This is the story of one man’s hobby and its overwhelmingly positive effect physically, emotionally, socially, and mentally on his life. The hobby is scuba diving, but not on the reefs of southern seas. This is about diving in Halifax Harbour. Diving summer and winter in one of the biggest and deepest harbours in the world has given Bob a view of history that few will ever witness.
Inquisitive and energetic, the author spins yarns about the strange and fascinating objects he finds and the hair-raising moments he has experienced, from coming to the surface and seeing the boat drifting out of sight to arriving on the surface in a snowstorm and having to navigate by compass to find the shore.

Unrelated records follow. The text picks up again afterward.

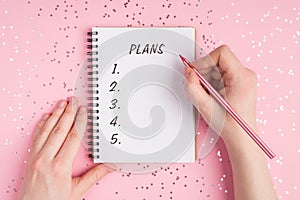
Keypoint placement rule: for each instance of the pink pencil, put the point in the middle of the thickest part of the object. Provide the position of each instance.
(230, 110)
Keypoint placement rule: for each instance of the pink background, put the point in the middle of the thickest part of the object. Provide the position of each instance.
(42, 47)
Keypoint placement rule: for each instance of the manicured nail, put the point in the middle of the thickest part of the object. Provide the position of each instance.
(74, 101)
(46, 116)
(62, 104)
(82, 110)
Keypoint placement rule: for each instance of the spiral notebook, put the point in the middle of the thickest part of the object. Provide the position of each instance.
(139, 111)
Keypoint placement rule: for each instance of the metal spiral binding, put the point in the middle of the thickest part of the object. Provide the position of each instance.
(93, 112)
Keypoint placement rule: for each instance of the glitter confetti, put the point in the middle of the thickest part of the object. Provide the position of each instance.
(42, 48)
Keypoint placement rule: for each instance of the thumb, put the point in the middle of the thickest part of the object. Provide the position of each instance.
(197, 94)
(90, 178)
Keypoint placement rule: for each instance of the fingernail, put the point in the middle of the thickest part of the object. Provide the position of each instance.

The bottom of Halifax Harbour has collected artifacts over the centuries from around the world. Each find gets picked up, cleaned, researched, and documented. The author’s database is a gold mine of little details about what arrived, eventually got dumped into the ocean, and is now sitting on display at home and in museums as a reminder of what once was.
The author takes the reader under warships, container ships, and tugboats, through huge docks, and under the ice. Along the way, he reflects on the toll that our civilization is taking on the ocean, of seagulls trying to break open golf balls to find food, of crabs trapped inside tires, and fish that take refuge in castoff bottles and grow too big to stay in but also too big to get out.